Given a function $y = f ( x )$ with domain $D$, a point $x_{0} \in D$ is a global maximum if $f ( x_{0} ) \geq f ( x )$ for every $x \in D$. The value $f ( x_{0} ) = M$ is the global maximum of the function.
Given a function $y = f ( x )$ with domain $D$, a point $x_{0} \in D$ is a global minimum if $f ( x_{0} ) \leq f ( x )$ for every $x \in D$. The value $f ( x_{0} ) = m$ is the global minimum of the function.
If the global maximum and global minimum of a function exist, they are unique. By the Weierstrass’s Theorem, if a function is continuous on a closed and bounded interval $[ a , b ]$, then it attains both a global maximum and a global minimum on that interval.
Local maximum and minimum points
In some cases, a function can display more than one peak or valley within a particular interval. Such points are known as local maxima and local minima.
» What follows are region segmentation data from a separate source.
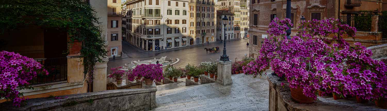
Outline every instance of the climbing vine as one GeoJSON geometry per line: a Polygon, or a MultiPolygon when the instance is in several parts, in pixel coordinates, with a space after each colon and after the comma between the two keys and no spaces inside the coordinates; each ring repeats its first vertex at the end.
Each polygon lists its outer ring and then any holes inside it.
{"type": "Polygon", "coordinates": [[[101,22],[84,0],[14,0],[0,3],[0,34],[27,25],[67,30],[69,43],[82,43],[84,73],[92,81],[94,66],[107,56],[101,22]]]}

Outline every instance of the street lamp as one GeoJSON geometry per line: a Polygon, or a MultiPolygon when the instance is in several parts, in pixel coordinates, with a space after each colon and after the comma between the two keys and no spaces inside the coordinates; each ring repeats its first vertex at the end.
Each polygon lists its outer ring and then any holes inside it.
{"type": "Polygon", "coordinates": [[[220,56],[220,60],[223,61],[228,61],[229,59],[228,59],[228,56],[226,54],[226,30],[227,28],[226,28],[226,25],[227,25],[227,21],[228,20],[228,19],[227,18],[227,17],[225,15],[224,17],[222,19],[222,22],[223,22],[223,25],[224,26],[224,41],[223,42],[223,55],[220,56]]]}
{"type": "MultiPolygon", "coordinates": [[[[305,22],[305,17],[304,17],[304,16],[301,16],[301,18],[300,19],[301,20],[301,22],[303,23],[304,22],[305,22]]],[[[304,31],[304,25],[302,25],[302,31],[304,31]]]]}

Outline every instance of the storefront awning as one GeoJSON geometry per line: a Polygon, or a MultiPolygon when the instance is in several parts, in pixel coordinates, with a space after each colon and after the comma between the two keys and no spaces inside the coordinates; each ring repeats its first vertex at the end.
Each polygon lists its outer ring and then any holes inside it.
{"type": "Polygon", "coordinates": [[[167,39],[167,41],[168,42],[168,43],[171,43],[172,39],[167,39]]]}

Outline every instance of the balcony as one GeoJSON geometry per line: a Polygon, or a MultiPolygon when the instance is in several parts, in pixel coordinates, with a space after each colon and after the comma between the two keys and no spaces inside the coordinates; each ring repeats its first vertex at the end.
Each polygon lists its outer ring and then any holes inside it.
{"type": "Polygon", "coordinates": [[[346,0],[344,6],[346,7],[360,7],[361,5],[360,0],[346,0]]]}
{"type": "Polygon", "coordinates": [[[121,16],[122,15],[122,14],[121,12],[108,12],[108,15],[110,16],[121,16]]]}

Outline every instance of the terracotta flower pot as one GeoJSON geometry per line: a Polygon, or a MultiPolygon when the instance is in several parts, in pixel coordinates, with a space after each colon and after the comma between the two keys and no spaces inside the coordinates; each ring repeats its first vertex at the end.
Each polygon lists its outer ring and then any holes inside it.
{"type": "Polygon", "coordinates": [[[121,83],[122,83],[122,78],[118,79],[116,80],[116,81],[117,81],[117,84],[121,84],[121,83]]]}
{"type": "Polygon", "coordinates": [[[214,75],[215,75],[215,74],[214,74],[214,73],[210,73],[210,78],[214,78],[214,75]]]}
{"type": "Polygon", "coordinates": [[[290,88],[290,94],[293,99],[301,103],[312,103],[314,102],[313,98],[307,97],[302,93],[303,88],[300,87],[297,88],[290,88]]]}
{"type": "Polygon", "coordinates": [[[194,81],[196,82],[197,82],[199,81],[199,77],[197,76],[194,77],[194,81]]]}
{"type": "Polygon", "coordinates": [[[145,85],[152,85],[153,84],[153,80],[151,80],[150,79],[145,79],[145,85]]]}
{"type": "Polygon", "coordinates": [[[387,108],[387,101],[385,99],[381,99],[375,101],[375,104],[379,107],[387,108]]]}
{"type": "Polygon", "coordinates": [[[243,70],[239,70],[239,73],[245,73],[245,72],[243,72],[243,70]]]}
{"type": "Polygon", "coordinates": [[[358,96],[356,96],[356,102],[359,103],[364,103],[368,102],[368,101],[363,99],[358,96]]]}
{"type": "Polygon", "coordinates": [[[334,100],[339,100],[342,99],[342,97],[340,97],[339,95],[337,95],[335,94],[334,93],[333,93],[333,99],[334,100]]]}

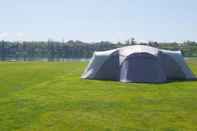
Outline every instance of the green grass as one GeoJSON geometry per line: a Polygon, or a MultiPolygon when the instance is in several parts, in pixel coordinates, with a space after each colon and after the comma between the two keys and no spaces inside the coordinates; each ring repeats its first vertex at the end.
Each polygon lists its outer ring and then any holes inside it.
{"type": "Polygon", "coordinates": [[[1,62],[0,131],[197,130],[196,81],[81,80],[86,64],[1,62]]]}

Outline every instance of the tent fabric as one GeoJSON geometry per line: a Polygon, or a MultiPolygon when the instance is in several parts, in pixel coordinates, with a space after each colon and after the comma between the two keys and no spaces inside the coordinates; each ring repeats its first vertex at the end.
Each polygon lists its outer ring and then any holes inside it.
{"type": "Polygon", "coordinates": [[[148,83],[196,79],[181,51],[145,45],[96,51],[81,78],[148,83]]]}

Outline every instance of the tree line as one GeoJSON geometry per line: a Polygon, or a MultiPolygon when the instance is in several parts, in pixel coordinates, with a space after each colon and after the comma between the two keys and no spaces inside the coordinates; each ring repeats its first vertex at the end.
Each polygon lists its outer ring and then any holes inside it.
{"type": "Polygon", "coordinates": [[[87,43],[82,41],[22,41],[10,42],[0,41],[0,60],[23,60],[31,61],[46,59],[48,61],[59,61],[64,59],[90,58],[94,51],[105,51],[129,45],[150,45],[162,49],[181,50],[185,57],[197,57],[197,42],[154,42],[138,43],[134,38],[125,42],[112,43],[101,41],[87,43]]]}

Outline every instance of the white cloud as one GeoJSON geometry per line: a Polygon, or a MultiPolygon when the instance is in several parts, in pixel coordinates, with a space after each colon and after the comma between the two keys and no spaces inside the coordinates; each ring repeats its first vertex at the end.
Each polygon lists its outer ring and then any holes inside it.
{"type": "Polygon", "coordinates": [[[0,39],[4,39],[9,35],[7,32],[0,32],[0,39]]]}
They correspond to positions where the function reaches a relatively highest or lowest value compared to its immediate surroundings, without necessarily being the absolute extremes over the entire domain.
Given a function $y = f ( x )$ defined on an interval $[ a , b ]$, the point $x_{0} \in [ a , b ]$ is a local maximum if there exists a neighborhood $I$ of the point $x_{0}$ such that $f ( x_{0} ) \geq f ( x )$ for every $x$ in the interval $I$.
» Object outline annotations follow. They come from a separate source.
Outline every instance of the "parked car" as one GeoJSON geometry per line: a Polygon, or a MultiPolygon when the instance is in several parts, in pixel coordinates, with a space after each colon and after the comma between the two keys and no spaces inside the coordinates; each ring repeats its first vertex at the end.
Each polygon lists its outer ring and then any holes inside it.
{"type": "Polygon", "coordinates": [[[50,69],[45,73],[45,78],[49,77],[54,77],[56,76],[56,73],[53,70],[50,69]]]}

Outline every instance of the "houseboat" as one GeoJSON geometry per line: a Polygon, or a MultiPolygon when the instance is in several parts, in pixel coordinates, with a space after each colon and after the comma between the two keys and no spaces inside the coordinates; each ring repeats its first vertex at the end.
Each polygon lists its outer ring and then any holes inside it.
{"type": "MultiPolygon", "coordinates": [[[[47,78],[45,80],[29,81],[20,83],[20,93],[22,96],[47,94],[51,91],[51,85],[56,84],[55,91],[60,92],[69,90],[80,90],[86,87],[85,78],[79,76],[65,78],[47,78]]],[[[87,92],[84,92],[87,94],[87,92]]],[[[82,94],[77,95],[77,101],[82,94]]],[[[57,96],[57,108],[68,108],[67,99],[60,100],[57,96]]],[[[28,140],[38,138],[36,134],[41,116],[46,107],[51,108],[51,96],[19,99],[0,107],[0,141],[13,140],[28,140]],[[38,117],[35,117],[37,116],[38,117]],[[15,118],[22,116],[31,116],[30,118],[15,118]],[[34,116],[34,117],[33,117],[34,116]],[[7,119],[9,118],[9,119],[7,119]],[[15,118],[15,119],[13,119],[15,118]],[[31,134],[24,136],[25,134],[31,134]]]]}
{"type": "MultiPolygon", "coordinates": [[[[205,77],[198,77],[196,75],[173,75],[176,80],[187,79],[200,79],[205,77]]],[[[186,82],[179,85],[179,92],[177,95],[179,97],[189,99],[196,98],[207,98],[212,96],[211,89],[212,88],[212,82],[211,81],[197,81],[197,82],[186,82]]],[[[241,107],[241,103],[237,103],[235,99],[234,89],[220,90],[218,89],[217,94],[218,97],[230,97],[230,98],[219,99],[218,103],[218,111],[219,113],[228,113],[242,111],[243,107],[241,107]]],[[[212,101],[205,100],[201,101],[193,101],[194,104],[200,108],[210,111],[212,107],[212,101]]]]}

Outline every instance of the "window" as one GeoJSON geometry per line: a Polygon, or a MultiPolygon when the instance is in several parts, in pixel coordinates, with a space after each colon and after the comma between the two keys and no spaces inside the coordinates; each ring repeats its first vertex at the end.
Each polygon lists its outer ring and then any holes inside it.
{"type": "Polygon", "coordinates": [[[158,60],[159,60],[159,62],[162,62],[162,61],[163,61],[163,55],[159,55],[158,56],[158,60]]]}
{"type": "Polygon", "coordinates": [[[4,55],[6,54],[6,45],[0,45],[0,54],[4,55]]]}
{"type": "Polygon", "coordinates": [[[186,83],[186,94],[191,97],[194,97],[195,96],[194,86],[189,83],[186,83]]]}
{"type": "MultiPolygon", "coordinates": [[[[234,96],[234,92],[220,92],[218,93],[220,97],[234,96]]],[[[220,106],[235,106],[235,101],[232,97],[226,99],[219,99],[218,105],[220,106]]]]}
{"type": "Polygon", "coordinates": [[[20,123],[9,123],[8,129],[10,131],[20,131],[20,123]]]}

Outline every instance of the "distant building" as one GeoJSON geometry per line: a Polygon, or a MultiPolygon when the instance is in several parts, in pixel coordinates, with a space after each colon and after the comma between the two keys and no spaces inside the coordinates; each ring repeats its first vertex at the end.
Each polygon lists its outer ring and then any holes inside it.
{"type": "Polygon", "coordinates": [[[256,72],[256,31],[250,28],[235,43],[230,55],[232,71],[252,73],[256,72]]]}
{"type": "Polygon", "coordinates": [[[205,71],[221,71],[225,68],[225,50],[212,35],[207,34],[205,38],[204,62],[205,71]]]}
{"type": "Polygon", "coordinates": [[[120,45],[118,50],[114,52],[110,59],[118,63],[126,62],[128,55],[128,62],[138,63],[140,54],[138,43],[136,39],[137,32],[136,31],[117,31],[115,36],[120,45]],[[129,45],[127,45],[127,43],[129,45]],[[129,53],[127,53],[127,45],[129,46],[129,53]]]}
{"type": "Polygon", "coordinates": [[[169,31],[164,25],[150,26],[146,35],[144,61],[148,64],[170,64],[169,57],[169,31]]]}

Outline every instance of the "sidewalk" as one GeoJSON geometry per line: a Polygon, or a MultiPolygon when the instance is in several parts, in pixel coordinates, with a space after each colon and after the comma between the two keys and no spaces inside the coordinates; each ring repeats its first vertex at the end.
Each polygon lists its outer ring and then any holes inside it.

In more formal terms, given a function $y = f ( x )$ that is defined and continuous in a neighborhood of the point $x_{0}$, and differentiable in the same neighborhood for every $x \neq x_{0}$, if for every $x$ in the neighborhood the following conditions hold:
\[f^{'} ( x ) & > 0 \text{for} x < x_{0} \\ f^{'} ( x ) & < 0 \text{for} x > x_{0}\]then, $x_{0}$ is a point of local maximum for the function $f ( x )$. We have:
| \(x_{0}\) | ||
|---|---|---|
| $f^{‘} ( x )$ | $+$ | $-$ |
| $f ( x )$ | $\nearrow$ | $\searrow$ |
Given a function $y = f ( x )$ defined on an interval $[ a , b ]$, the point $x_{0} \in [ a , b ]$ is a local minimum if there exists a neighborhood $I$ of the point $x_{0}$ such that $f ( x_{0} ) \leq f ( x )$ for every $x$ in the interval $I$.
If the following conditions hold:
\[f^{'} ( x ) & < 0 \text{for} x < x_{0} \\ f^{'} ( x ) & > 0 \text{for} x > x_{0}\]then, $x_{0}$ is a point of local minimum for the function $f ( x )$. We have:
| \(x_{0}\) | ||
|---|---|---|
| $f^{‘} ( x )$ | $-$ | $+$ |
| $f ( x )$ | $\searrow$ | $\nearrow$ |
A function can have at most one global maximum and at most one global minimum, but it can have multiple local maxima and local minima within its domain. By Fermat’s theorem, the relative maximum and minimum points of a differentiable function, located within the domain of the function, are stationary points. This implies that the tangent line at a point of a relative maximum or minimum is parallel to the x-axis. In this case, the derivative of the function at $x_{0}$ is zero, and we have $f ′ ( x_{0} ) = 0$.
Upward and downward concavity
We say that the function $f ( x )$ is concave upward at $x_{0}$ if there exists a neighborhood $I$ of $x_{0}$ such that, for every $x \in I$ with $x \neq x_{0}$, the function $f ( x )$ takes values greater than those of the line $y = t ( x )$, which is the tangent line to the graph of $f ( x )$ at $x_{0}$.
\[f ( x ) > t ( x ) \forall x \in I - \{ x_{0} \}\]
Similarly, we say that the function $f ( x )$ is concave downward at $x_{0}$ if there exists a neighborhood $I$ of $x_{0}$ such that, for every $x \in I$ with $x \neq x_{0}$, the function $f ( x )$ takes values less than those of the line $y = t ( x )$.
\[f ( x ) < t ( x ) \forall x \in I - \{ x_{0} \}\]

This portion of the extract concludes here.